Abstract
There is conflicting information about the influence of body mass index (BMI) on the pharmacokinetics, toxicity, and outcome of chemotherapy. We compared pharmacokinetics, outcome, and toxicity data across 4 BMI groups (underweight, BMI ≤ 10th percentile; normal; at risk of overweight, BMI ≥ 85th and < 95th percentile; overweight, BMI ≥ 95th percentile) in 621 children with acute lymphoblastic leukemia (ALL) treated on 4 consecutive St Jude Total Therapy studies. Chemotherapy doses were not adjusted to ideal BMI. Estimates of overall survival (86.1% ± 3.4%, 86.0% ± 1.7%, 85.9% ± 4.3%, and 78.2% ± 5.5%, respectively; P = .533), event-free survival (76.2% ± 4.2%, 78.7% ± 2.1%, 73.4% ± 5.5%, and 72.7% ± 5.9%, respectively; P = .722), and cumulative incidence of relapse (16.0% ± 3.7%, 14.4% ± 1.8%, 20.6% ± 5.1%, and 16.7% ± 5.1%, respectively; P = .862) did not differ across the 4 groups. In addition, the intracellular levels of thioguanine nucleotides and methotrexate polyglutamates did not differ between the 4 BMI groups (P = .73 and P = .74, respectively). The 4 groups also did not differ in the overall incidence of grade 3 or 4 toxicity during the induction or postinduction periods. Further, the systemic clearance of methotrexate, teniposide, etoposide, and cytarabine did not differ with BMI (P > .3). We conclude that BMI does not affect the outcome or toxicity of chemotherapy in this patient population with ALL.
Introduction
The prevalence of obesity has increased substantially over the past few decades and is now about 15% among children and adolescents in the United States1 ; therefore, it is a factor frequently encountered in pediatric oncology. Reports of the influence of adult obesity on the outcome of cancer treatment2-6 and treatment-related toxicity4,6,7 are contradictory, and there are few reports for pediatric patients. The Children's Cancer Group (CCG) found that overweight children with acute myeloid leukemia (AML) are at greater risk of treatment-related complications8 and that overweight children with acute lymphoblastic leukemia (ALL) aged 10 years or older have a significantly greater risk of relapse and a lower probability of event-free survival (EFS).9 There is little information about the influence of underweight on the outcome of ALL,10-13 and most available reports10-12 are from developing countries. In children with AML, the CCG8 reported that underweight patients have a lower chance of survival and a greater risk of toxicity.

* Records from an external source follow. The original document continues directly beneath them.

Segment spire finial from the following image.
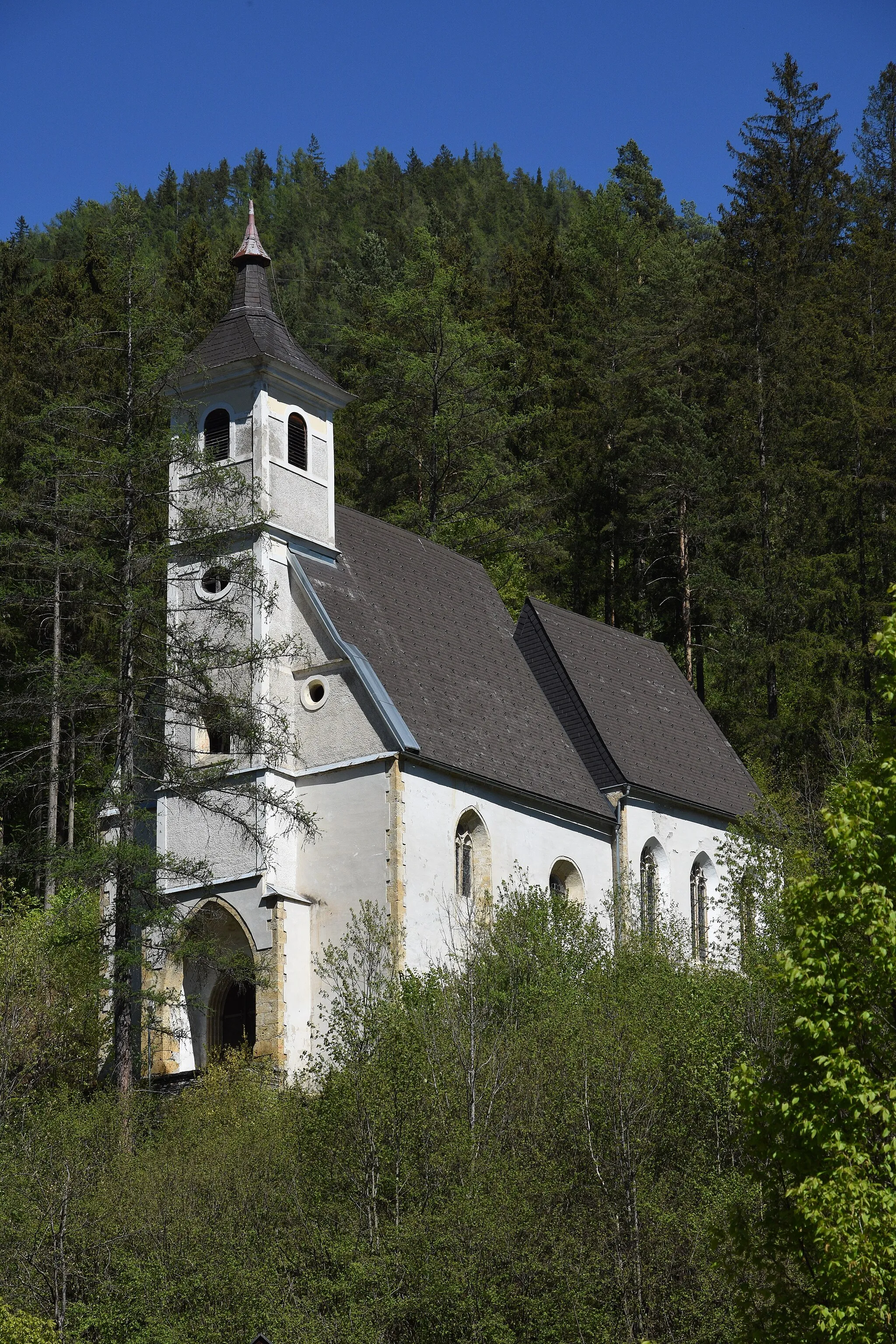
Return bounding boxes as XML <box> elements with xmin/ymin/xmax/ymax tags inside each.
<box><xmin>234</xmin><ymin>200</ymin><xmax>270</xmax><ymax>266</ymax></box>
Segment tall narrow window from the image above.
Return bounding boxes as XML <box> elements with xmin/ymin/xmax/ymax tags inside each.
<box><xmin>204</xmin><ymin>700</ymin><xmax>230</xmax><ymax>755</ymax></box>
<box><xmin>454</xmin><ymin>830</ymin><xmax>473</xmax><ymax>900</ymax></box>
<box><xmin>206</xmin><ymin>407</ymin><xmax>230</xmax><ymax>462</ymax></box>
<box><xmin>454</xmin><ymin>808</ymin><xmax>492</xmax><ymax>910</ymax></box>
<box><xmin>293</xmin><ymin>411</ymin><xmax>314</xmax><ymax>472</ymax></box>
<box><xmin>641</xmin><ymin>848</ymin><xmax>660</xmax><ymax>938</ymax></box>
<box><xmin>690</xmin><ymin>863</ymin><xmax>708</xmax><ymax>961</ymax></box>
<box><xmin>548</xmin><ymin>859</ymin><xmax>584</xmax><ymax>904</ymax></box>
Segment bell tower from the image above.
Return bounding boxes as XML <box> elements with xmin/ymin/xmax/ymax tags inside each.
<box><xmin>178</xmin><ymin>200</ymin><xmax>349</xmax><ymax>556</ymax></box>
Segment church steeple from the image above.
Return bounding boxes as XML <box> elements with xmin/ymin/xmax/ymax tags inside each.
<box><xmin>234</xmin><ymin>200</ymin><xmax>270</xmax><ymax>266</ymax></box>
<box><xmin>178</xmin><ymin>200</ymin><xmax>350</xmax><ymax>555</ymax></box>
<box><xmin>228</xmin><ymin>200</ymin><xmax>278</xmax><ymax>320</ymax></box>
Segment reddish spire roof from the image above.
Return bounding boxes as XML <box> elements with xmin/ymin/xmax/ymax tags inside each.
<box><xmin>234</xmin><ymin>200</ymin><xmax>270</xmax><ymax>266</ymax></box>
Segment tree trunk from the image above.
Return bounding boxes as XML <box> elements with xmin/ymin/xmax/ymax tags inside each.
<box><xmin>66</xmin><ymin>719</ymin><xmax>75</xmax><ymax>850</ymax></box>
<box><xmin>679</xmin><ymin>494</ymin><xmax>693</xmax><ymax>686</ymax></box>
<box><xmin>43</xmin><ymin>477</ymin><xmax>62</xmax><ymax>910</ymax></box>
<box><xmin>113</xmin><ymin>256</ymin><xmax>137</xmax><ymax>1099</ymax></box>
<box><xmin>756</xmin><ymin>329</ymin><xmax>778</xmax><ymax>719</ymax></box>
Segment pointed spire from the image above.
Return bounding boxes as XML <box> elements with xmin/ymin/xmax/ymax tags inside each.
<box><xmin>234</xmin><ymin>200</ymin><xmax>270</xmax><ymax>266</ymax></box>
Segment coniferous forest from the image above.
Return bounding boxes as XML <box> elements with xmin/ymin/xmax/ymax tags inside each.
<box><xmin>0</xmin><ymin>56</ymin><xmax>896</xmax><ymax>1344</ymax></box>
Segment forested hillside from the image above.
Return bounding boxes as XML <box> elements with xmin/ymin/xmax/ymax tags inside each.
<box><xmin>0</xmin><ymin>58</ymin><xmax>896</xmax><ymax>854</ymax></box>
<box><xmin>0</xmin><ymin>49</ymin><xmax>896</xmax><ymax>1344</ymax></box>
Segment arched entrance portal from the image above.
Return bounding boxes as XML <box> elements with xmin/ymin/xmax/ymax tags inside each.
<box><xmin>184</xmin><ymin>900</ymin><xmax>255</xmax><ymax>1068</ymax></box>
<box><xmin>208</xmin><ymin>976</ymin><xmax>255</xmax><ymax>1054</ymax></box>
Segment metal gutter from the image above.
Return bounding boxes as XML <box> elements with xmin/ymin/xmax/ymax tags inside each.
<box><xmin>287</xmin><ymin>546</ymin><xmax>420</xmax><ymax>752</ymax></box>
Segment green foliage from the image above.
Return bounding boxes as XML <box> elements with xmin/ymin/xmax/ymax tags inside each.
<box><xmin>0</xmin><ymin>1302</ymin><xmax>55</xmax><ymax>1344</ymax></box>
<box><xmin>0</xmin><ymin>889</ymin><xmax>105</xmax><ymax>1127</ymax></box>
<box><xmin>735</xmin><ymin>602</ymin><xmax>896</xmax><ymax>1341</ymax></box>
<box><xmin>0</xmin><ymin>882</ymin><xmax>746</xmax><ymax>1344</ymax></box>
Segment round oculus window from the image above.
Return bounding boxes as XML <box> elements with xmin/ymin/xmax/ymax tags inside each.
<box><xmin>196</xmin><ymin>564</ymin><xmax>230</xmax><ymax>598</ymax></box>
<box><xmin>298</xmin><ymin>676</ymin><xmax>329</xmax><ymax>710</ymax></box>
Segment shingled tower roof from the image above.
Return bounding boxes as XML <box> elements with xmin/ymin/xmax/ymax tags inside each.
<box><xmin>183</xmin><ymin>200</ymin><xmax>349</xmax><ymax>400</ymax></box>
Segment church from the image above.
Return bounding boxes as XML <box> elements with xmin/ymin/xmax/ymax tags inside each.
<box><xmin>152</xmin><ymin>206</ymin><xmax>756</xmax><ymax>1075</ymax></box>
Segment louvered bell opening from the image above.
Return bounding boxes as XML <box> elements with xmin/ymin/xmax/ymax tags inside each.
<box><xmin>206</xmin><ymin>410</ymin><xmax>230</xmax><ymax>462</ymax></box>
<box><xmin>294</xmin><ymin>414</ymin><xmax>308</xmax><ymax>472</ymax></box>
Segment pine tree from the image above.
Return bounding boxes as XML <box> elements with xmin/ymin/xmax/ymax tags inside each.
<box><xmin>721</xmin><ymin>55</ymin><xmax>849</xmax><ymax>779</ymax></box>
<box><xmin>610</xmin><ymin>140</ymin><xmax>676</xmax><ymax>230</ymax></box>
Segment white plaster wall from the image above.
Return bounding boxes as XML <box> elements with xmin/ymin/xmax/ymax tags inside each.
<box><xmin>164</xmin><ymin>797</ymin><xmax>258</xmax><ymax>879</ymax></box>
<box><xmin>404</xmin><ymin>762</ymin><xmax>612</xmax><ymax>970</ymax></box>
<box><xmin>294</xmin><ymin>761</ymin><xmax>388</xmax><ymax>952</ymax></box>
<box><xmin>625</xmin><ymin>797</ymin><xmax>731</xmax><ymax>944</ymax></box>
<box><xmin>284</xmin><ymin>900</ymin><xmax>313</xmax><ymax>1075</ymax></box>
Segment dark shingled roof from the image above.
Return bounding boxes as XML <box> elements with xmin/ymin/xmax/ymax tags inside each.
<box><xmin>184</xmin><ymin>254</ymin><xmax>345</xmax><ymax>396</ymax></box>
<box><xmin>304</xmin><ymin>507</ymin><xmax>612</xmax><ymax>819</ymax></box>
<box><xmin>516</xmin><ymin>598</ymin><xmax>759</xmax><ymax>817</ymax></box>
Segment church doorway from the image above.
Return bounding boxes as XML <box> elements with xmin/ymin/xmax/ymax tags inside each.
<box><xmin>184</xmin><ymin>900</ymin><xmax>256</xmax><ymax>1068</ymax></box>
<box><xmin>220</xmin><ymin>984</ymin><xmax>255</xmax><ymax>1051</ymax></box>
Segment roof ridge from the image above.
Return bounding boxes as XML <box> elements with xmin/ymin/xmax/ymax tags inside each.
<box><xmin>527</xmin><ymin>593</ymin><xmax>663</xmax><ymax>648</ymax></box>
<box><xmin>336</xmin><ymin>504</ymin><xmax>492</xmax><ymax>570</ymax></box>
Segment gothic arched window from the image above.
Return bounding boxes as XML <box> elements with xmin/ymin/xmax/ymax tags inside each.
<box><xmin>293</xmin><ymin>411</ymin><xmax>314</xmax><ymax>472</ymax></box>
<box><xmin>206</xmin><ymin>407</ymin><xmax>230</xmax><ymax>462</ymax></box>
<box><xmin>548</xmin><ymin>859</ymin><xmax>584</xmax><ymax>904</ymax></box>
<box><xmin>203</xmin><ymin>699</ymin><xmax>230</xmax><ymax>755</ymax></box>
<box><xmin>641</xmin><ymin>845</ymin><xmax>660</xmax><ymax>938</ymax></box>
<box><xmin>454</xmin><ymin>808</ymin><xmax>492</xmax><ymax>904</ymax></box>
<box><xmin>690</xmin><ymin>860</ymin><xmax>708</xmax><ymax>961</ymax></box>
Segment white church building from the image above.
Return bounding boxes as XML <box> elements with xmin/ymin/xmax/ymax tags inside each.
<box><xmin>152</xmin><ymin>204</ymin><xmax>756</xmax><ymax>1074</ymax></box>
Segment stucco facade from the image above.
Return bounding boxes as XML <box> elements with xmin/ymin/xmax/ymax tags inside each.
<box><xmin>153</xmin><ymin>207</ymin><xmax>757</xmax><ymax>1074</ymax></box>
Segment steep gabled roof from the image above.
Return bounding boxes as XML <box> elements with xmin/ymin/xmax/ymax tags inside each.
<box><xmin>304</xmin><ymin>507</ymin><xmax>612</xmax><ymax>820</ymax></box>
<box><xmin>183</xmin><ymin>202</ymin><xmax>349</xmax><ymax>400</ymax></box>
<box><xmin>516</xmin><ymin>598</ymin><xmax>759</xmax><ymax>817</ymax></box>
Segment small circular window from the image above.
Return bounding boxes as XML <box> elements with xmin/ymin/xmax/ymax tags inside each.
<box><xmin>196</xmin><ymin>564</ymin><xmax>230</xmax><ymax>598</ymax></box>
<box><xmin>300</xmin><ymin>676</ymin><xmax>329</xmax><ymax>710</ymax></box>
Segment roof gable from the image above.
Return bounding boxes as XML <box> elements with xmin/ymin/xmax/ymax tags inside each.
<box><xmin>304</xmin><ymin>507</ymin><xmax>612</xmax><ymax>820</ymax></box>
<box><xmin>517</xmin><ymin>598</ymin><xmax>759</xmax><ymax>816</ymax></box>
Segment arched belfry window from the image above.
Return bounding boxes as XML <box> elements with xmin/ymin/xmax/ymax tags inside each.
<box><xmin>293</xmin><ymin>411</ymin><xmax>314</xmax><ymax>472</ymax></box>
<box><xmin>206</xmin><ymin>407</ymin><xmax>230</xmax><ymax>462</ymax></box>
<box><xmin>454</xmin><ymin>808</ymin><xmax>492</xmax><ymax>904</ymax></box>
<box><xmin>641</xmin><ymin>845</ymin><xmax>660</xmax><ymax>938</ymax></box>
<box><xmin>690</xmin><ymin>860</ymin><xmax>709</xmax><ymax>961</ymax></box>
<box><xmin>203</xmin><ymin>699</ymin><xmax>231</xmax><ymax>755</ymax></box>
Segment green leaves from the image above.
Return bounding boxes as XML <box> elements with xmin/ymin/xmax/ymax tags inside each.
<box><xmin>735</xmin><ymin>617</ymin><xmax>896</xmax><ymax>1341</ymax></box>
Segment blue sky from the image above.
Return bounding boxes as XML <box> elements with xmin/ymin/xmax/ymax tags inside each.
<box><xmin>0</xmin><ymin>0</ymin><xmax>896</xmax><ymax>237</ymax></box>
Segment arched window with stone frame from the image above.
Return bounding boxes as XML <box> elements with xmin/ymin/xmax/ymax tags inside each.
<box><xmin>203</xmin><ymin>406</ymin><xmax>230</xmax><ymax>462</ymax></box>
<box><xmin>454</xmin><ymin>808</ymin><xmax>492</xmax><ymax>906</ymax></box>
<box><xmin>690</xmin><ymin>859</ymin><xmax>709</xmax><ymax>962</ymax></box>
<box><xmin>548</xmin><ymin>859</ymin><xmax>584</xmax><ymax>906</ymax></box>
<box><xmin>641</xmin><ymin>844</ymin><xmax>660</xmax><ymax>938</ymax></box>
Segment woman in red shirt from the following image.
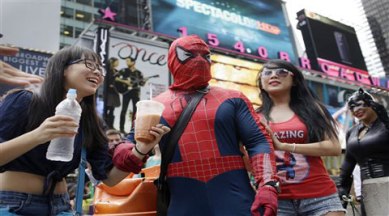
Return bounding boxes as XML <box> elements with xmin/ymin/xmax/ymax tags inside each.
<box><xmin>257</xmin><ymin>60</ymin><xmax>345</xmax><ymax>216</ymax></box>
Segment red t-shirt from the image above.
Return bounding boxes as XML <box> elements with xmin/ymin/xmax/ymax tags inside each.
<box><xmin>269</xmin><ymin>115</ymin><xmax>336</xmax><ymax>199</ymax></box>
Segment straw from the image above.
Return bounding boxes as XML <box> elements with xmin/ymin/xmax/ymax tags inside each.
<box><xmin>150</xmin><ymin>83</ymin><xmax>153</xmax><ymax>100</ymax></box>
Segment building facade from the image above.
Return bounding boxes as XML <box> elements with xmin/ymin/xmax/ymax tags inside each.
<box><xmin>362</xmin><ymin>0</ymin><xmax>389</xmax><ymax>76</ymax></box>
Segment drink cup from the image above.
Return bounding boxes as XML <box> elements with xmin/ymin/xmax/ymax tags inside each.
<box><xmin>135</xmin><ymin>100</ymin><xmax>165</xmax><ymax>143</ymax></box>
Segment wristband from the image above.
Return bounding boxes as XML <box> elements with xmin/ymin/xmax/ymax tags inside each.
<box><xmin>291</xmin><ymin>143</ymin><xmax>296</xmax><ymax>153</ymax></box>
<box><xmin>134</xmin><ymin>145</ymin><xmax>147</xmax><ymax>156</ymax></box>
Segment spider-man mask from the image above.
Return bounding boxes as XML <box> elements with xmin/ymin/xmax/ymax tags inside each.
<box><xmin>168</xmin><ymin>35</ymin><xmax>211</xmax><ymax>90</ymax></box>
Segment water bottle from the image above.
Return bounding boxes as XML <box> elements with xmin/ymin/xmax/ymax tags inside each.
<box><xmin>46</xmin><ymin>89</ymin><xmax>82</xmax><ymax>162</ymax></box>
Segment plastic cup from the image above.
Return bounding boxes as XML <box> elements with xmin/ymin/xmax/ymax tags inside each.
<box><xmin>135</xmin><ymin>100</ymin><xmax>165</xmax><ymax>143</ymax></box>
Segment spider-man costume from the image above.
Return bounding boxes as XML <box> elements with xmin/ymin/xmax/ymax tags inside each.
<box><xmin>155</xmin><ymin>36</ymin><xmax>278</xmax><ymax>216</ymax></box>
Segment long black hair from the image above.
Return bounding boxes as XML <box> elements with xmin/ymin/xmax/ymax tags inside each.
<box><xmin>26</xmin><ymin>46</ymin><xmax>107</xmax><ymax>149</ymax></box>
<box><xmin>257</xmin><ymin>59</ymin><xmax>338</xmax><ymax>142</ymax></box>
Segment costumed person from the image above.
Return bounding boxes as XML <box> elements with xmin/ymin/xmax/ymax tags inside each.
<box><xmin>0</xmin><ymin>46</ymin><xmax>169</xmax><ymax>216</ymax></box>
<box><xmin>257</xmin><ymin>60</ymin><xmax>345</xmax><ymax>216</ymax></box>
<box><xmin>338</xmin><ymin>88</ymin><xmax>389</xmax><ymax>215</ymax></box>
<box><xmin>133</xmin><ymin>35</ymin><xmax>279</xmax><ymax>216</ymax></box>
<box><xmin>104</xmin><ymin>57</ymin><xmax>120</xmax><ymax>129</ymax></box>
<box><xmin>116</xmin><ymin>57</ymin><xmax>145</xmax><ymax>134</ymax></box>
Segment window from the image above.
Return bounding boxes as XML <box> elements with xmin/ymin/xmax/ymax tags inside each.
<box><xmin>61</xmin><ymin>25</ymin><xmax>73</xmax><ymax>37</ymax></box>
<box><xmin>74</xmin><ymin>28</ymin><xmax>84</xmax><ymax>38</ymax></box>
<box><xmin>61</xmin><ymin>7</ymin><xmax>74</xmax><ymax>18</ymax></box>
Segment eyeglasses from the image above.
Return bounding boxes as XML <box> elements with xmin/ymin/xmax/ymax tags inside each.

Chemotherapy dosage for obese patients is often empirically reduced on the basis of ideal body weight because of concerns about excessive toxicity; however, dose reduction may compromise the outcome of treatment.14 There are very few reports15,16 comparing the pharmacokinetics of various drugs in either adult or pediatric obese patients and normal-weight controls, and these studies were done in very small patient groups. None of the studies found pharmacokinetic differences between overweight and non-overweight patients to be associated with clinical effects. We therefore retrospectively studied the influence of body mass index (BMI) on the outcome, toxicity, and, when available, pharmacokinetics of chemotherapy agents in children with ALL treated on 4 consecutive studies at St Jude Children's Research Hospital.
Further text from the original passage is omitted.